仏教の施設であり、仏様(ブッダや観音様など)が祀られています。インドや中国から伝わってきました。
- 山門(さんもん)がある
- 鳥居の代わりに、立派な屋根がついた門があります。仁王像(におうぞう)が守っていることも多いです。地図記号は「卍(まんじ)」です。
- 仏像がある
- 本堂の中や境内に、お釈迦様、観音様、お地蔵様などの像が安置されています。
- お墓がある
- 多くの寺院には墓地が併設されています(神社にお墓があることは稀です)。
- 瓦屋根
- 重厚な瓦(かわら)を使った屋根が多く見られます。
- お香・線香
- お香の煙で体を清める香炉(こうろ)が置かれています。
「参拝方法」のルール
「パンパン!」と手を叩くのはどっちだっけ?と迷うことが一番多いポイントです。 ここだけ覚えておけば、どこへ行っても恥ずかしくありません。
神社の参拝:二礼二拍手一礼
神社では、音を立てて神様を招きます。
- お賽銭を入れる。
- 鈴を鳴らす。
- 深いお辞儀を2回する(二礼)。
- 胸の前で手を合わせ、パンパン!と2回拍手をする(二拍手)。
- この時、右手を少し下にずらすと良い音が出ます。
- 拍手の後、手を合わせてお祈りします。
- 最後に深いお辞儀を1回する(一礼)。
お寺の参拝:合掌一礼
お寺では、手は叩きません。 静かに手を合わせます。
- (あれば)お線香をあげる。煙を浴びて身を清める。
- お賽銭を入れる。
- 鰐口(わにぐち)などの鐘があれば静かに鳴らす。
- 胸の前で静かに手を合わせる(合掌)。
- 手は叩かずに、そのまま静かにお祈りをする。
- 心の中で「南無阿弥陀仏(なむあみだぶつ)」やご本尊の名前を唱えます。
- 最後に一礼する。
【覚え方】
- 神社は「パンパン!」(拍手する)
- お寺は「シーッ」(拍手しない・静かに合掌)
祀られている存在の違い(神様と仏様)
神社の「神様」
日本には「八百万(やおよろず)の神」という言葉があり、自然界のあらゆるものに神が宿ると考えられています。
- 代表例: 天照大御神(太陽の神)、スサノオノミコト、稲荷神(お稲荷さん)、菅原道真公(学問の神・実在の人物)など。
- ご神体は「鏡」や「剣」や「山そのもの」であることが多く、本殿の奥深くにあるため直接見ることはできません。
お寺の「仏様」
仏教の教えを開いたお釈迦様や、悟りを開いた存在です。

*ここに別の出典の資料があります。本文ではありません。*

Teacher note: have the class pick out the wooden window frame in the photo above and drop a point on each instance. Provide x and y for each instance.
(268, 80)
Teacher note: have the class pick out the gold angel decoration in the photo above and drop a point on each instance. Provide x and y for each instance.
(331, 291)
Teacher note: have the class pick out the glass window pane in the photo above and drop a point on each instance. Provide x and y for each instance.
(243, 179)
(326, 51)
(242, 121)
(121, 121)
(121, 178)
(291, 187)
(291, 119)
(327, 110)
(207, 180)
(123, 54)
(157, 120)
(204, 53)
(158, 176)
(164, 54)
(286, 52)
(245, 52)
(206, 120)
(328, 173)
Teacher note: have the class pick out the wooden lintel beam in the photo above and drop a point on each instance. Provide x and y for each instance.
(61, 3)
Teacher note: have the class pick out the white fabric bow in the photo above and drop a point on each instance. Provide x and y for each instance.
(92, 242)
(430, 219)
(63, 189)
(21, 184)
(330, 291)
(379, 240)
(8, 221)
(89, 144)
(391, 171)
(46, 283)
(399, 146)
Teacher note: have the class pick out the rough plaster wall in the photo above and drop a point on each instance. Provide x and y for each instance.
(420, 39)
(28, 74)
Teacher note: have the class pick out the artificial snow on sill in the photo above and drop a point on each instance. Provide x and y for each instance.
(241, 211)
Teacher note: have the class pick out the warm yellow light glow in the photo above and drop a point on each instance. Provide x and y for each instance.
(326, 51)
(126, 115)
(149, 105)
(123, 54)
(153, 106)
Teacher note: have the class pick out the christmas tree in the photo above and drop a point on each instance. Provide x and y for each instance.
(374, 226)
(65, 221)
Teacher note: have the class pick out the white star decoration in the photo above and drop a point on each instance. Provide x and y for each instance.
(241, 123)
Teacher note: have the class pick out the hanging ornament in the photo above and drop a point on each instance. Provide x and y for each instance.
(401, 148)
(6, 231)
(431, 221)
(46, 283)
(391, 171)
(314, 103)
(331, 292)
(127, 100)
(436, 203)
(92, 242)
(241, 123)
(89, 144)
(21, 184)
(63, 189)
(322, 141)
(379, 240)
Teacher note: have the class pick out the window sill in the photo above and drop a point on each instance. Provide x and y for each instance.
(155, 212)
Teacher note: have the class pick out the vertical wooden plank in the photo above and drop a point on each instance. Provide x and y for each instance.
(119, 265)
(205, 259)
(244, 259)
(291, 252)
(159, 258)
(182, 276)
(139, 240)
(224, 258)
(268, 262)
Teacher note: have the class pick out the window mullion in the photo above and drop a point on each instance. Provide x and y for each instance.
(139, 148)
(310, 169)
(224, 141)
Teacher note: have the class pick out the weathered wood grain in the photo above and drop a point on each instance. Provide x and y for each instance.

人々を苦しみから救うために色々な姿をしています。
- 代表例: 阿弥陀如来、薬師如来、観音菩薩、不動明王など。
- 仏像として「目に見える形」で安置されていることが多く、直接お顔を見て拝むことができます。
管理人の感想:どちらも大切にする日本の心
海外の方に説明するとき、「日本人はクリスマス(キリスト教)を祝い、除夜の鐘(仏教)を聞き、初詣(神道)に行く」と言うと驚かれます。 しかし、これこそが日本の「和」の精神であり、寛容さだと思います。
厳かな空気の神社で背筋を伸ばすのも良し、お香の香りが漂うお寺で心を落ち着けるのも良し。 「神社かお寺か」という違いを理解した上で、それぞれの場所が持つ独特の空気感を楽しんでみてください。 どちらも私たちの心を支えてくれる、大切な場所であることに変わりはありません。